# Canon index and metadata

Build a stable `meta.csv` for the canon corpus and run a quick token-length audit for LaTa.


In [None]:
from pathlib import Path
import os
import sys


def in_colab() -> bool:
    return "COLAB_GPU" in os.environ or "COLAB_RELEASE_TAG" in os.environ


if in_colab():
    from google.colab import drive

    drive.mount("/content/drive")
    REPO_ROOT = Path(os.environ.get("REPO_ROOT", "/content/localLatin"))
    CANON_ROOT = Path(os.environ.get("CANON_ROOT", "/content/drive/MyDrive/localLatin_data/canon"))
    RUNS_ROOT = Path(os.environ.get("RUNS_ROOT", "/content/drive/MyDrive/localLatin_runs/ff1_lata_postact"))
else:
    def find_repo_root(start: Path) -> Path:
        for candidate in [start, *start.parents]:
            if (candidate / "canon").exists() and (candidate / "src").exists():
                return candidate
        raise FileNotFoundError("Could not locate repo root containing canon/ and src/")

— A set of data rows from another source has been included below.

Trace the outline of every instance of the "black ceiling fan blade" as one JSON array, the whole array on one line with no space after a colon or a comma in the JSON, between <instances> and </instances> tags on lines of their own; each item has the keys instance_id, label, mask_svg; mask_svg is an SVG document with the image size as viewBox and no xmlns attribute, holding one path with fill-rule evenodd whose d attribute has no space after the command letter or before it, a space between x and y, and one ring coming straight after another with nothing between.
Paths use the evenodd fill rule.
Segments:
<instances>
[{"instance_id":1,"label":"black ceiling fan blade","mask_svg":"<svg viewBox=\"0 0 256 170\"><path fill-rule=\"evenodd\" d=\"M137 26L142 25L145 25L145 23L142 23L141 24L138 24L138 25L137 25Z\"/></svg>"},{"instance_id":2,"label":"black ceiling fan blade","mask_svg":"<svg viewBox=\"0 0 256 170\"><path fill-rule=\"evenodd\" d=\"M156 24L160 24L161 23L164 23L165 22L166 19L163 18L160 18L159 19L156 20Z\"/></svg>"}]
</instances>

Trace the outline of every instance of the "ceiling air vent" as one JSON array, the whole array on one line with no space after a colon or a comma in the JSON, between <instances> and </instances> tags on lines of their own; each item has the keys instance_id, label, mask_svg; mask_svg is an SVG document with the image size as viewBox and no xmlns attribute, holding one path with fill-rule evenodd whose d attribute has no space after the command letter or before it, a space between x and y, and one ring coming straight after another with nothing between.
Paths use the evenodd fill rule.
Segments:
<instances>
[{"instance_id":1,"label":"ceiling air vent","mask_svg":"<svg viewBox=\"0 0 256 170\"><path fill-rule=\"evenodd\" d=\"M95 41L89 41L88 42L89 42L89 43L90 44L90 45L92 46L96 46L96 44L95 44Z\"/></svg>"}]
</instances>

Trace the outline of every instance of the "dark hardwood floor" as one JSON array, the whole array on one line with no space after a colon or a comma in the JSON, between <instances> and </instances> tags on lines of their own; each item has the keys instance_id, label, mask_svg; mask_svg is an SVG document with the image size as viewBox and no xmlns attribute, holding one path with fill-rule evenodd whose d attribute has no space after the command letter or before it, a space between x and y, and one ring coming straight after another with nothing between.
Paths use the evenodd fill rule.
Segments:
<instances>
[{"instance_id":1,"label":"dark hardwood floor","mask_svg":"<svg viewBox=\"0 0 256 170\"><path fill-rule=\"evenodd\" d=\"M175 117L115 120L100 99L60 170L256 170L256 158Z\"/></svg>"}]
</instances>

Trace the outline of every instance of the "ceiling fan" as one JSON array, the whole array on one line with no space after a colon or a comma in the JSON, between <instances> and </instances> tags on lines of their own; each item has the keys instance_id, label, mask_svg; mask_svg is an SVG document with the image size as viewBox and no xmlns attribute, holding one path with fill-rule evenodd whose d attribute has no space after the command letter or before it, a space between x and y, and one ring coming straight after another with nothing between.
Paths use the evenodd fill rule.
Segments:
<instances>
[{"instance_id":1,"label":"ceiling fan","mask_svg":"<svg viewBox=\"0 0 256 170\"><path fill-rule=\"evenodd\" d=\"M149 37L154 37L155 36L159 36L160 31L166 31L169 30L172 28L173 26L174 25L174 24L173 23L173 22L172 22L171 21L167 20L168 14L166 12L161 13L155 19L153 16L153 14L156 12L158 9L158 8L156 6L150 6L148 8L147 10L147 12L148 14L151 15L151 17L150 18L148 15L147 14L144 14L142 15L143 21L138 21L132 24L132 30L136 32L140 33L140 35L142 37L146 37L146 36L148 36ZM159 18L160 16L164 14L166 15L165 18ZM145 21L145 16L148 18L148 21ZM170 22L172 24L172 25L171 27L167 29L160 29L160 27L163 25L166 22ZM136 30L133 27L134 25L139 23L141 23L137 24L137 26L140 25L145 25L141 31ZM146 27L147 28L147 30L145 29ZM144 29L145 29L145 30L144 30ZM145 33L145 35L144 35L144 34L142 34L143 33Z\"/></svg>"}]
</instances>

    REPO_ROOT = Path(os.environ.get("REPO_ROOT", "")) if os.environ.get("REPO_ROOT") else find_repo_root(Path.cwd())
    CANON_ROOT = Path(os.environ.get("CANON_ROOT", str(REPO_ROOT / "canon")))
    RUNS_ROOT = Path(os.environ.get("RUNS_ROOT", str(REPO_ROOT / "runs" / "ff1_lata_postact")))

sys.path.append(str(REPO_ROOT / "src"))

print(f"REPO_ROOT: {REPO_ROOT}")
print(f"CANON_ROOT: {CANON_ROOT}")
print(f"RUNS_ROOT: {RUNS_ROOT}")


In [None]:
import pandas as pd

from canon_retrieval import build_meta, meta_stats

META_CSV = str(RUNS_ROOT / "meta.csv")
RUNS_ROOT.mkdir(parents=True, exist_ok=True)

meta = build_meta(str(CANON_ROOT), META_CSV)
stats = meta_stats(meta)

print(f"Meta saved to: {META_CSV}")
print(stats)
meta.head()


FileNotFoundError: Could not locate repo root containing canon/ and src/

In [None]:
from transformers import AutoTokenizer

from canon_retrieval import load_texts, token_lengths

MODEL_NAME = "bowphs/LaTa"
MAX_LENGTH = 512

texts = load_texts(meta["path"].tolist())
tokenizer = AutoTokenizer.from_pretrained(MODEL_NAME)
lengths = token_lengths(tokenizer, texts, max_length=MAX_LENGTH)

print(f"Token length stats (max_length={MAX_LENGTH})")
print(f"  mean={lengths.mean():.2f}, max={lengths.max()}, min={lengths.min()}")
print(f"  truncated={(lengths >= MAX_LENGTH).sum()}")